Lastly, the researchers restored hearing in a gerbil model of ototoxic deafness. After the gerbils’ cochlea were injected with kanamycin to kill hair cells and induce deafness, the oCI system was implanted. As in the previous experiment, the gerbils crossed to the safe compartment in the shuttlebox upon optogenetic stimulation, indicating that the oCI stimulation of SGNs restored activation of the auditory pathway in the deafened gerbils.
Rachael Richardson, Ph.D., senior research fellow at the Bionics Institute in Melbourne, Australia, tells GEN that, “the primary significance of this work is the demonstration and achievement of some of the major goals needed to bring oCI to the next step.” She adds, “perhaps the biggest leap made in this paper was putting the opsins into the SGNs” because “the standard gene-therapy methods don’t work well in these cells.” She also cites the behavioral data in the paper as an impressive proof of concept.
About 360 million people suffer from disabling hearing impairment (HI). The most common form, sensorineural HI, results from cochlear dysfunction or degeneration typically involving loss of sensory hair cells. The current generation of cochlear implants, worn by more than 324,000 people across the world, are electronic devices that can provide a sense of sound to a person who is profoundly deaf or severely hard-of-hearing. These electrical cochlear implants (eCI) directly stimulate the auditory nerve to the brain by bypassing the damaged portion of the ear.

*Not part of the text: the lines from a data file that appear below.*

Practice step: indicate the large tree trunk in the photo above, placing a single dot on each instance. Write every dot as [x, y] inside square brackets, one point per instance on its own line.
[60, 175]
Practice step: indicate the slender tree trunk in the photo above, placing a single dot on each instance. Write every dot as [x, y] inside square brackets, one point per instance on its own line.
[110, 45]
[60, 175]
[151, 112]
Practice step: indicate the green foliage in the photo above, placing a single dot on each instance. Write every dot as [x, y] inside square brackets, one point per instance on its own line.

A cochlear implant is not a hearing aid and does not restore normal hearing. What it does is help someone understand speech. However, users can have a tough time comprehending speech in environments with a lot of interfering noise—which is one of the areas where the improved restorative capabilities of an oCI would be a significant improvement over the current model.

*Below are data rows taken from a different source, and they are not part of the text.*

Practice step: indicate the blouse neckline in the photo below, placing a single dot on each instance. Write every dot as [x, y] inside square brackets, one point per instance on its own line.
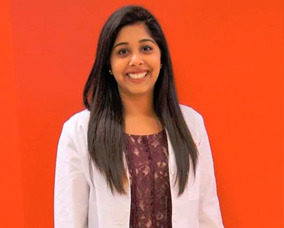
[154, 134]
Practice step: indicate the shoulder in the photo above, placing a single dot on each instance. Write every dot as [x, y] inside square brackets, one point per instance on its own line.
[194, 121]
[77, 122]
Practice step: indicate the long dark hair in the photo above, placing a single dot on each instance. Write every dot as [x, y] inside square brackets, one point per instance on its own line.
[106, 140]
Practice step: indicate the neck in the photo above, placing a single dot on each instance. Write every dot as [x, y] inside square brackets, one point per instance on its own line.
[141, 105]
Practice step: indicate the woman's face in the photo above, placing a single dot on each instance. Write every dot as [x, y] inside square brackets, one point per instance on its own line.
[135, 61]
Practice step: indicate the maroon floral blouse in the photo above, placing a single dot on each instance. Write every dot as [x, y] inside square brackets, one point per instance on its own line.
[147, 159]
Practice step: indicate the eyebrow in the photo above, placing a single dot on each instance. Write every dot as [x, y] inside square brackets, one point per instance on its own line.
[126, 43]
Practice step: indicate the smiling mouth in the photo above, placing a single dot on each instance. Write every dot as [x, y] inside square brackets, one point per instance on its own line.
[138, 75]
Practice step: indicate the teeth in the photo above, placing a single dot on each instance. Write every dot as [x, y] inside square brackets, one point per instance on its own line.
[137, 76]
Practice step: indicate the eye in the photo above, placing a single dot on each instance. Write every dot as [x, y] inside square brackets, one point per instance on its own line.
[147, 48]
[122, 51]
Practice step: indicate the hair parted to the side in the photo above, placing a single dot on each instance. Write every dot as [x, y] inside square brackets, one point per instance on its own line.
[106, 140]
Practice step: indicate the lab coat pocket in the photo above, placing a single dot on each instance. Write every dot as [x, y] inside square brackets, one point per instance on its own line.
[193, 186]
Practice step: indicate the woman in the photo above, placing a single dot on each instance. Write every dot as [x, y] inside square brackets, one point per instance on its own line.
[134, 157]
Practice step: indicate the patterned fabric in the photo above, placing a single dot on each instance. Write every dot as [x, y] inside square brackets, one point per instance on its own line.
[147, 159]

A recent review by Dr. Richardson states that, “optogenetic-based approaches hold the greatest potential and viability amongst optical techniques for application in the cochlea. The future success of this approach will be governed by advances in the targeted delivery of opsins to auditory neurons, improvements in channel kinetics, development of optical arrays, and innovation of opsins that activate within the optimal near-infrared therapeutic window.”
When asked if oCIs will be made available to patients, Dr. Richardson says that “there are still challenges to overcome before that can happen, many of which have to do with the long-term nature of oCIs.” For example, she says that the CatCh opsins and the optical implant have to be proven safe for use over long periods of time. This will, most likely, take close collaboration with material scientists and engineers to ensure that the implant is small enough, the microLEDs face the right way, and it is hermetically sealed. Despite these challenges, Dr. Richardson is optimistic and says that making oCIs available to the HI community is an achievable goal. Dr. Moser hopes that “this will happen in the 2020s.”

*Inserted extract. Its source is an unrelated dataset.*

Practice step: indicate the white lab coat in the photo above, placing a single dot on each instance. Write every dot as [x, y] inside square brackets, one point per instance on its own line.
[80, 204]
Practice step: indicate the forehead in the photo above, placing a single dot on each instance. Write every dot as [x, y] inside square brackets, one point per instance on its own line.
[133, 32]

Dr. Richardson adds that “this field has never been more exciting” because there are many treatment options that could be just around the corner. Up until now, the options have been limited to hearing aids or eCIs. “The innovative strategies done in this paper are the key component to advancements in the field.” Taken together, the field is opening up choices for people with hearing loss that are simply not there right now.